Tuesday, February 7, 2012

February COAAST survey

Despite the dreary-sounding weather report, the sun rose to display a pink sky and continued shinning all day long in a near cloudless sky. It was time once again for our monthly beach survey out at Boy Scout Beach. We packed a small snack and hit the trail a little earlier than normal. The 45-minute drive out to the trailhead gave us glimpses of blue sky and snow covered mountains. We weren't sure what the trail condition would be with the recent 4 feet of snow and then two days of rain. The twice a day shoveling I did while Tim was in Florida has reduced itself into patches of green grass and a few mounds of soft snow. I keep wondering if we shouldn't just ignore the snow when it falls as it always seems to melt a few days (or a week in this case) later.

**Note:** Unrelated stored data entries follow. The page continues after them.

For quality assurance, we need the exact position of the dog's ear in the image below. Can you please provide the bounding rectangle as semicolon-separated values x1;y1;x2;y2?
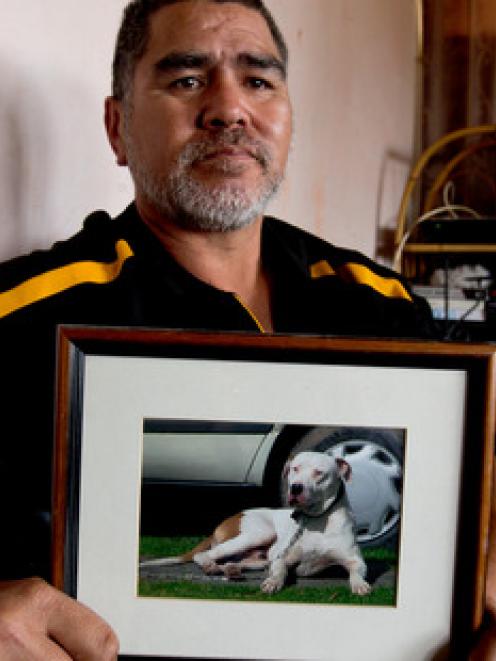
336;458;352;482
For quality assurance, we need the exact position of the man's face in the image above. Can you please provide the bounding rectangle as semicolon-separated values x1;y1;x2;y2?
113;0;292;232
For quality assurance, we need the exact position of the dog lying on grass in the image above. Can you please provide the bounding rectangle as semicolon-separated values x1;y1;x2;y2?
140;451;370;595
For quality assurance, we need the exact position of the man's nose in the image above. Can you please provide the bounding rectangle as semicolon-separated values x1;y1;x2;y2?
198;78;249;130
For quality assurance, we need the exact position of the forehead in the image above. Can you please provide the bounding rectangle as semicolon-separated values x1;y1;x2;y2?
142;1;281;65
291;453;332;471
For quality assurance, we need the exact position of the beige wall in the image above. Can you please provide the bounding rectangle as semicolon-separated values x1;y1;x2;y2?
0;1;417;262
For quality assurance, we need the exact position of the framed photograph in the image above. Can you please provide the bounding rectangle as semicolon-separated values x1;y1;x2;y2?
53;327;496;660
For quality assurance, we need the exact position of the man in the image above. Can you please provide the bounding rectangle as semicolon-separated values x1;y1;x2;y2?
0;1;492;658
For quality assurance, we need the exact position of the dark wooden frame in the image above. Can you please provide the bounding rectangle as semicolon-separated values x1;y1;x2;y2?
52;326;496;660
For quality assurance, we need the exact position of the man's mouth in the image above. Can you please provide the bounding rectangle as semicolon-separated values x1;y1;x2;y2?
178;131;271;172
200;147;255;162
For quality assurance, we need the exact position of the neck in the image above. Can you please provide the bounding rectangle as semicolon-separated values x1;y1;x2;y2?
319;481;346;516
136;200;273;332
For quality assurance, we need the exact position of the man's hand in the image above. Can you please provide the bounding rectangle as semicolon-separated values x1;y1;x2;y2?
0;578;119;660
470;466;496;660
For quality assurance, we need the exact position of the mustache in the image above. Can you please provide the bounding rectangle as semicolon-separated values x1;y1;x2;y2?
176;130;272;171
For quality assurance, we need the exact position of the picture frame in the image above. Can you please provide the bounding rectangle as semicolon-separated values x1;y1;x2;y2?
52;326;496;660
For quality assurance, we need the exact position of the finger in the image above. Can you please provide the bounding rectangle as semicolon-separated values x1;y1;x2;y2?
0;580;68;660
0;635;73;661
486;462;496;616
46;591;119;661
0;578;118;660
470;622;496;661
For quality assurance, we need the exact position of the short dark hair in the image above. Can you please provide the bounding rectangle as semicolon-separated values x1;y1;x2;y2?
112;0;288;101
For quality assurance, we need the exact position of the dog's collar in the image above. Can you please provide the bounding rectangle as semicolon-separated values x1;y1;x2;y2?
291;481;346;522
278;482;347;560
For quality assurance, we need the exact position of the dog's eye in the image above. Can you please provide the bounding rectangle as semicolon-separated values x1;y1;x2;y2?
312;469;323;478
292;466;300;473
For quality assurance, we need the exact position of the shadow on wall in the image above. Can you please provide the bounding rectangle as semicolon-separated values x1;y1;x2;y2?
374;149;411;268
0;57;53;261
0;58;102;263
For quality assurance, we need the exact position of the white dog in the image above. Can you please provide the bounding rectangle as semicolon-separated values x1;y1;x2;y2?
141;451;371;595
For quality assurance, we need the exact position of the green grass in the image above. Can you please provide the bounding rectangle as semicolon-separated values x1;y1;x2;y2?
362;547;397;562
139;580;395;605
138;536;397;606
140;535;202;558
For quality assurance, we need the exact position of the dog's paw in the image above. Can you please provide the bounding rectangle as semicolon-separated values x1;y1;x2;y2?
223;563;243;580
194;553;222;575
350;576;371;596
196;558;222;576
261;576;284;594
203;560;223;575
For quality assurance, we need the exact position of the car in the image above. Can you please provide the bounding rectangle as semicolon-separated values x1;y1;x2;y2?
141;420;403;547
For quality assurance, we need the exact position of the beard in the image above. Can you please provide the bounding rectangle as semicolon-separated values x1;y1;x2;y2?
126;129;283;232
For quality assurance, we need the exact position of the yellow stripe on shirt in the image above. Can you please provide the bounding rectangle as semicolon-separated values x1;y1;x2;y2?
310;259;412;301
0;239;134;319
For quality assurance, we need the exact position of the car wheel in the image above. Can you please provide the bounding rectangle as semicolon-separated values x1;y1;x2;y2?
264;425;404;548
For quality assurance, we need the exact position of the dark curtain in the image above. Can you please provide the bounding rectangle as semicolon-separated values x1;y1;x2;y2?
421;0;496;215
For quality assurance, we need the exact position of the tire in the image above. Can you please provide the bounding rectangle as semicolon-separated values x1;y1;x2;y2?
263;425;404;548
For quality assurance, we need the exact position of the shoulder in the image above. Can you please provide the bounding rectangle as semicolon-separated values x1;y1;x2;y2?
0;209;134;321
263;216;437;338
263;216;414;302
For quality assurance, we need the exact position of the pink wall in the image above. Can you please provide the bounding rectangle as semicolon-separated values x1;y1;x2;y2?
0;1;417;262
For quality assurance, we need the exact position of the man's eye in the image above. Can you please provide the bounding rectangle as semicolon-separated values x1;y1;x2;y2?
170;76;202;90
247;77;273;90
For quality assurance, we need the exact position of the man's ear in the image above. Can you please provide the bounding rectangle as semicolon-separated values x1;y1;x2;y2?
104;96;128;166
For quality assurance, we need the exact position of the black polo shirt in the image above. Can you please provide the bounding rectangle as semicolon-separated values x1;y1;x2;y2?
0;203;434;578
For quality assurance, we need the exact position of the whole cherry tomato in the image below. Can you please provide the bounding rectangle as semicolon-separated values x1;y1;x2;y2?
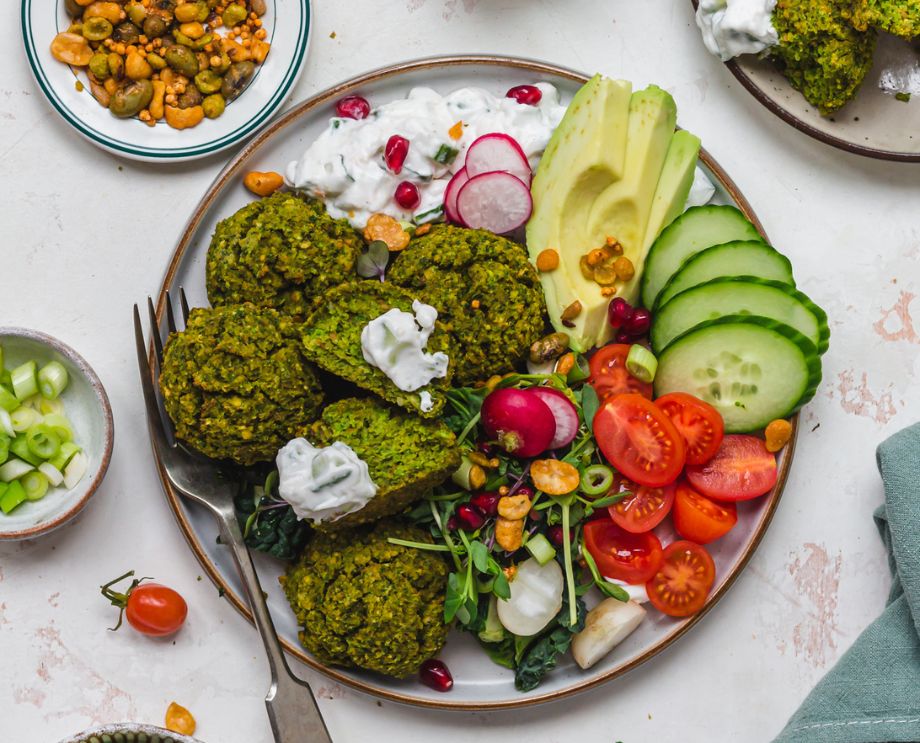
101;570;188;637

We had our snowshoes but ended up only needing our microspikes. If you veered off the trail then you fell through the snow up to your (my) knee but it was a pretty wide pathway so wasn't too bad. There was only a few really icy spots but it was reassuring to have the microspikes.

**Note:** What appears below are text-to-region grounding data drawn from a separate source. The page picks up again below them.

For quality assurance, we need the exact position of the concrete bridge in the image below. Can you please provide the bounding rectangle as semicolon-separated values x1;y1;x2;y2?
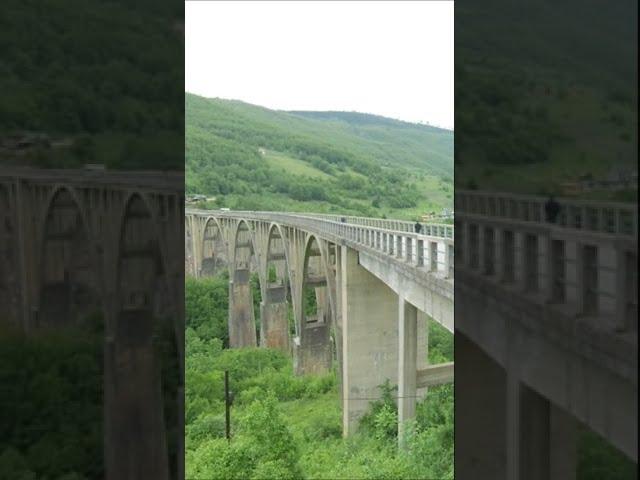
187;191;637;478
185;209;455;438
0;167;184;480
455;191;637;479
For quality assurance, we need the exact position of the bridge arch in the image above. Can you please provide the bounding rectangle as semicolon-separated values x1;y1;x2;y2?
260;223;295;351
200;216;227;277
112;191;178;479
228;219;263;347
296;234;334;375
0;184;18;324
37;186;100;328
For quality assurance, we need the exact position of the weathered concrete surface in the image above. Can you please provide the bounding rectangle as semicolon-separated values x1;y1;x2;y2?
229;270;257;348
296;322;332;375
109;312;169;480
260;300;289;352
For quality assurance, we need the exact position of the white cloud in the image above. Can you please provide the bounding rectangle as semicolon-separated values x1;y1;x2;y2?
186;1;454;129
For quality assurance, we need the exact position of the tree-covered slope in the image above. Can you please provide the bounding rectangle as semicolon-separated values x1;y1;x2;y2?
186;93;453;219
287;110;454;176
0;0;183;170
455;0;637;197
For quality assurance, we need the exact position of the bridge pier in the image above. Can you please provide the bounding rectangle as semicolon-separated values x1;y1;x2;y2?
229;269;257;347
259;286;289;352
507;375;578;480
398;297;417;447
455;332;506;479
295;321;332;375
340;245;399;435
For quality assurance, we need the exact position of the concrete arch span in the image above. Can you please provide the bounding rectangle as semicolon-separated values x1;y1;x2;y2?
228;219;263;347
295;235;336;375
0;184;19;324
200;216;227;277
111;193;176;480
2;169;184;480
261;223;294;352
185;208;455;442
38;187;100;328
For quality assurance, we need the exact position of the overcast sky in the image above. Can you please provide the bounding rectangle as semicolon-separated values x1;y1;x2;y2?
185;1;454;129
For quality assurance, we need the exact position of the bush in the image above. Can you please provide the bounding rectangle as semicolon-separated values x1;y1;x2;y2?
186;413;226;444
303;408;342;442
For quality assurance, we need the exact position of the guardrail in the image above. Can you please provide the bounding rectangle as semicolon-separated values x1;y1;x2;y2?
187;209;455;279
456;190;637;237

When we finally made it to the beach the view was incredible and we slowing shed outer clothing as we got out of the forest and into the open. It was like a spring day. There was warmth from the sun and no wind.

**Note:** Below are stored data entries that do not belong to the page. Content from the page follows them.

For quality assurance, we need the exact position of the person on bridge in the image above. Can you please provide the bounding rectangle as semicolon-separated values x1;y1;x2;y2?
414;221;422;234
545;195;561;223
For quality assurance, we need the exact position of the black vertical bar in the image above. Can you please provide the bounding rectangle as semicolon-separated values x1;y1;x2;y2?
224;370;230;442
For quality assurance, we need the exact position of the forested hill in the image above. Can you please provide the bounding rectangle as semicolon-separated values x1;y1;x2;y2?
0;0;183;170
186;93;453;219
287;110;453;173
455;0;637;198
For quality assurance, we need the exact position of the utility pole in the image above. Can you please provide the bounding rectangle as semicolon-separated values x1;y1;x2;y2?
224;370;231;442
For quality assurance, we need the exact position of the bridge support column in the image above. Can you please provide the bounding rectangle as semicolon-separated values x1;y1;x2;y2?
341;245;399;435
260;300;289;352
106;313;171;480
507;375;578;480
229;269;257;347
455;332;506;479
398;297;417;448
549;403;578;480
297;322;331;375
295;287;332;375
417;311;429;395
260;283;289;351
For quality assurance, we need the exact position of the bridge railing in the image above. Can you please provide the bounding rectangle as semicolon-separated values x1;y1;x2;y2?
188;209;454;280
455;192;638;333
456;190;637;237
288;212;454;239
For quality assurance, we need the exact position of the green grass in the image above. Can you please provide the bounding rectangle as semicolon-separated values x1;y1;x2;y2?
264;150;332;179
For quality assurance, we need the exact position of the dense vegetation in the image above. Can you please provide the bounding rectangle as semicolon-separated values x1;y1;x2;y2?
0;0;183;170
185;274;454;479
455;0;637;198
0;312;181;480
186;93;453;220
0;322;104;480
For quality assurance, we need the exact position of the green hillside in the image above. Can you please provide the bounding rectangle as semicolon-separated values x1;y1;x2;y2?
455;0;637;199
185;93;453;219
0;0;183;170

And then we found a deceased adult Bald Eagle near the high tide mark from the previous high tide (around midnight). The bird had all of its outer parts but was just a carcass of bones and features. We didn't need the identification book this time to know it was an eagle.

With wings measure 110 cm and a tarsus measuring 60 mm it was a very large bird, so probably a female although we can't confirm.

Bald guy with the bald eagle.

We taged the bird with our designated Orange band and since it was our second bird it got another orange tag double orange (in COASST speak).

We remarked that if we had to find a deceased bird, that the weather conditions we had were the best for it. It would have been miserable if it had been pouring down rain or snow while we were taking measurements or trying to make notes on the data sheet.